The people were correct in that they saw an upcoming leadership void. Samuel was getting old and the people knew that his sons would not be capable of assuming his leadership role. They didn't see a succession plan, and they saw no plan for leadership coming from God. They saw only chaos ahead. They made their decision with their hearts and not with their heads. They did not think things through. They made an emotional decision; not a logical decision. We are no different. We often look at things through an emotional lens when we make important decisions.

 

Samuel apparently took the Israelites' request as a rejection of his leadership, and perhaps they were rejecting him. After all, part of their reason for wanting a king had to do with justice and good governance—something that they weren't getting from Samuel and his sons. In his response to their request, he apparently does not recognize their concern, either by defending his sons or by rationalizing past injustices. Or perhaps he is deflecting their legitimate concerns by making it about him!

 

No matter, Samuel knew that the decision to appoint a king was a rejection of God's authority (as noted in verse 7) and the decision would lead to dire consequences for Israel. To make matters worse, Samuel knew that his sons were not fit to succeed him. God warned the Israelites that most of the kings would pervert justice, levy taxes and help themselves to the best of everything in the land. In their 450 year history Israel had 43 kings, and how many of them were good kings, faithful kings? Only 8 of them followed God. Most of them created more problems for the Israelites than they solved.

 

The same situation exists in our world today. While there are some good human leaders, there are also leaders who begin with good intentions but over time become partisan and corrupt, concerned only for themselves and their political supporters and friends. We only have to look at whatever the latest Washington scandal is to see that this is still the case today.

 

But I think this biblical story is more about the doctrine of free will. God gave us the ability to choose between right and wrong and then suffer the consequences. Sometimes we choose the lesser of two evils, usually in an election. Once in a while we choose between the better of two good people.
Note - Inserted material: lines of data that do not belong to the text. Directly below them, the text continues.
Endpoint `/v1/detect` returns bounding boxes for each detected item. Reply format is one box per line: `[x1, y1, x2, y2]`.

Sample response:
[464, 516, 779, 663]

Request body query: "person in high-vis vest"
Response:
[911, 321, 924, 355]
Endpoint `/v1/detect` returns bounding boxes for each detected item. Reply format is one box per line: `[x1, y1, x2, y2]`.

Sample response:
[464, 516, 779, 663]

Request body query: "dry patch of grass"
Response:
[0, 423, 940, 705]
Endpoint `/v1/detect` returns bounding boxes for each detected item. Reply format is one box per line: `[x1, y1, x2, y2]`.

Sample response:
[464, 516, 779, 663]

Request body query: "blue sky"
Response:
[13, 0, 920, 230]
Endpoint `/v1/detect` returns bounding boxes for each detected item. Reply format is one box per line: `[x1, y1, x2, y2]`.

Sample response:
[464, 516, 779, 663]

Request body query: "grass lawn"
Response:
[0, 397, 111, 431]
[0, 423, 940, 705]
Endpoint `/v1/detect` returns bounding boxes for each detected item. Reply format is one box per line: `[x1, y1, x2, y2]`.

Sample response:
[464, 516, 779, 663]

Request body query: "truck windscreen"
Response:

It seems that God limits his power to allow for us to make our own decisions, but he also shows the power of his grace by sometimes allowing good things to come as a result of our poor decisions. One such example was the kingship of Saul, followed by the dynasty of King David, which had long term historical significance.

 

We have been called by God to do good works, but something that hinders that work is pride. We must remember Samuel's words in this passage. God has called us to specific situations, not random occurrences. In this world, we are influenced by the political and cultural environment around us much more than we realize. Consequently, we often lose our ability to distinguish between what comes from our others and what comes from our relationship with God. When we turn away from God, God does not stop loving us.

 

Samuel's sons abused their power just like modern-day politicians abuse power. God warned the Israelites that most of the kings in their future would abuse their power. But the people wanted stability and security. Trouble is they left God out of the picture. We too leave God out of our plans and aspirations.

 

We must learn to turn to God for guidance, when we face life's challenges. Imitating the world may seem like the right choice at first, but it results in destruction. We need to ask God to give us the courage and conviction to stand apart from the rest of the world. We need to stop the conversations that begin and end with, "We want what everyone else has!" and pour out our souls to God in honest prayer, seeking God's plans and God's will. When we do that, the Holy Spirit will give us the faith and assurance we need to trust in where he leads. Even those things that God allows, can be what is best for us. Amen.